Егерь Николай оказался не так страшен и даже вполне обаятелен. И никакой уж такой готической тайны в их с Егоркой отношениях не было. Воевал Коля в горячей точке, была у него там любимая женщина, у женщины был сын – тот самый Егорка, разговаривающий с деревьями. Женщина погибла под артобстрелом. Егорка остался жив. Коля нашел его, усыновил и увез в Россию. И осел в глуши. «Наслушался разрывов. Тишины хочу. А его в обычную школу не берут. Контузия же. Интернат – не дело, да еще и специальный. А экстерном оказывается можно. Ну, раз так, так лучше тут, чем в городе». «А что вы тут охраняете, не пойму, заповедник, говорят, а зверей-то нет же никаких. Даже зайцев не видать». Коля криво заулыбался: «Так, растения. Травы, цветы редкие. Чтоб не жгли, не топтали, не рубили. А ружье – так. Страх нагонять».
«Страх» – вспомнила Оленина. «Страх в тебе», - сказал ей Егорка, как обычно, глядя в сторону, во время очередной прогулки. «Тебе со мной страшно?». «Тебе страшно», - Егорка припал к дереву: «Расскажи ему. Оно поможет». Оленина попробовала. И, правда, вроде бы, немного отпустило.
Коля был молчалив, как и пасынок, но иногда она увязывалась и за ним, когда он дозором обходил заповедник, тыкал пальцем в редкие растения и без запинки называл их по-латыни, ибо когда-то, в позапрошлой жизни, был в буквальном смысле слова ботаником.
И когда как-то шли они по болоту, любуясь ирисами, Оленина, вопреки Колиным инструкциям, ступила на кочку и провалилась по колено, потом, опять вопреки инструкциям, начала шуровать ногами и провалилась по пояс. Коля невозмутимо приказал ей прекратить дергаться, расставил ноги, упершись в корни двух березок, ухватил за талию, крепко прижал к себе и вытащил как пулю из гильзы… И почему-то они так и застыли на полминуты… Никто не хотел размыкать объятий, но и поцеловаться оба заробели…
А охрана растений оказалась внезапно не таким безопасным делом.
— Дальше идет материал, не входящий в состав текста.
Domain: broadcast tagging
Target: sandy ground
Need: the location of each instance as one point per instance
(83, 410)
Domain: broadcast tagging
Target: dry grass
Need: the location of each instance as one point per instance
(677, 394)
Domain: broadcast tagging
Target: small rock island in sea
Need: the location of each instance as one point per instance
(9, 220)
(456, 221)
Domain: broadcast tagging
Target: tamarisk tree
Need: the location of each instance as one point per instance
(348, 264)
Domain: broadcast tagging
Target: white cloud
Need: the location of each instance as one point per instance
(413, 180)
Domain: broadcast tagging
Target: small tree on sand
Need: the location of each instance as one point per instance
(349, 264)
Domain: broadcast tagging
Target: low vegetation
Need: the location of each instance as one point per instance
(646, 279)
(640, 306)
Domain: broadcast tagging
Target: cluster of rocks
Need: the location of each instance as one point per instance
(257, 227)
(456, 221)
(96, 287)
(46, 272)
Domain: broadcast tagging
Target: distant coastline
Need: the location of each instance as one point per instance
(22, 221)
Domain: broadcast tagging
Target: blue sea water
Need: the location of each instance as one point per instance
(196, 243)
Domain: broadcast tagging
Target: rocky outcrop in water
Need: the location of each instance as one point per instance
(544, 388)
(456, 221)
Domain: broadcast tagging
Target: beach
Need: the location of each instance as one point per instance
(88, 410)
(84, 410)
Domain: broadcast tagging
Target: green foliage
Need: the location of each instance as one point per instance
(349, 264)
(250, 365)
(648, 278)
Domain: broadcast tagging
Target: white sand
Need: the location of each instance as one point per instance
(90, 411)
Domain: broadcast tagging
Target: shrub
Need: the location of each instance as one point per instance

Кто-то регулярно снимал дерн большими площадями на опушках и палестинках. Наконец, Коля застукал злодеев, пригрозил незаряженным ружьем, предложил составить протокол и получил в ответ несколько выстрелов из вполне себе заряженного.
Хирургия райцентра расписалась в бессилии: мы можем только ампутировать ногу, в Москве, может быть, и спасут. Ясное дело, Оленина нарушила предписания: включила мобильник и повезла Колю в Москву, в хорошую клинику к знакомым врачам. А оживший мобильник вдруг засыпал ее сообщениями от Трофимова, того самого сотрудника из отдела планирования, которого она в сердцах побила папкой за тугодумие: «Елена Николаевна, мне нужно с вами поговорить», «Елена Николаевна мне нужно сообщить вам что-то важное», и в таком духе на протяжении недели. А потом – молчание. И номер не отвечал. Муж тоже не отвечал.
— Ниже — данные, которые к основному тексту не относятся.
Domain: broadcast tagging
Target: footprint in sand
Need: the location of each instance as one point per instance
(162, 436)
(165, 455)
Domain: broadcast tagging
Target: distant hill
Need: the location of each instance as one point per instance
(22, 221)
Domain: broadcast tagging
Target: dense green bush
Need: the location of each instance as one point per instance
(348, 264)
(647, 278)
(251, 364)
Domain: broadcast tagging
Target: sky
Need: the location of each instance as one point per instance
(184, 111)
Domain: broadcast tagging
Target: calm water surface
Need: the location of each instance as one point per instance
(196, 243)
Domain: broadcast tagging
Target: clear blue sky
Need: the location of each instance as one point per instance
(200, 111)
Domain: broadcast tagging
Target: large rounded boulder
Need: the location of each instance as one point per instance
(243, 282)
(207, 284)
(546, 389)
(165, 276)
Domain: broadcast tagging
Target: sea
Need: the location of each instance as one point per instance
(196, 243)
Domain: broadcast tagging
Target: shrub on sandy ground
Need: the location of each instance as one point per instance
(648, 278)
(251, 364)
В хирургии Колю приняли и сразу же покатили в операционную. Егорка с Олениной бродили под окнами обнимая чахлые деревца в палисаде. Персонал и прогуливающихся больных несколько пугала двустволка на плече мальчишки. Но расставаться с ней он категорически отказывался. Коля велел пасынку оружие не бросать, чужим не отдавать и даже под замком нигде не оставлять.
Вроде, обошлось. Пули и дробь (лупили с двух стволов) извлекли, ногу оставили. А дальше надо было ждать. Оленина честно собиралась вернуться в свой карантин, позволив себе лишь включенный телефон, чтобы узнавать о состоянии Коли, но вспомнила, что просила дважды Лукина привести ей старые вещи дочери для Настасьи, а тот все забывал… Ну, и как не заглянуть домой, если ты в двух шагах?
Егорку оставила в машине, сама поднялась, открыла дверь и услышала два знакомых голоса. Знакомый женский - Текиной из эйчар отдела, и знакомый мужской – Лукина. Знакомый женский упрекал Лукина, что тот не исполнил своего обещания, не развелся с Олениной и не женился на ней, Текиной, хотя обещал сделать это, когда дочь поступит в институт. Мужской оправдывался тем, что не может оставить жену в таком состоянии. Она серьезно больна. Как Текина себе это представляет? Приедет он в деревню и скажет: милая, ты надорвалась на работе, тебя отстранили. А нашу компанию тем временем активно блю-мэйлят… Кстати, мучат Лукина подозрения: не Свинцов ли за этим стоит? Ну, он его выведет на чистую воду. Как только они с Текиной вернутся с моря. И вот эти все радостные новости обрушить Олениной на голову? Доконать ее? Это не по-человечески. И еще розочкой на торт: я люблю другую… Правда ли любит, усомнился знакомый женский голос. Любит, любит, - запыхтел знакомый мужской. Кстати она чемодан собрала? До рейса четыре часа. Их ждут песок и пальмы.
Надо ли объяснять, что Оленина тихо ретировалась, тихо тронулась умом от услышанного и тихо зарыдала. Уткнувшись в руль. А не по годам мудрый Егорка резюмировал: «Не ходи на болото. А провалилась – не дергайся». Он всегда так странно комментировал. Вроде о чем-то постороннем, а вроде и по делу.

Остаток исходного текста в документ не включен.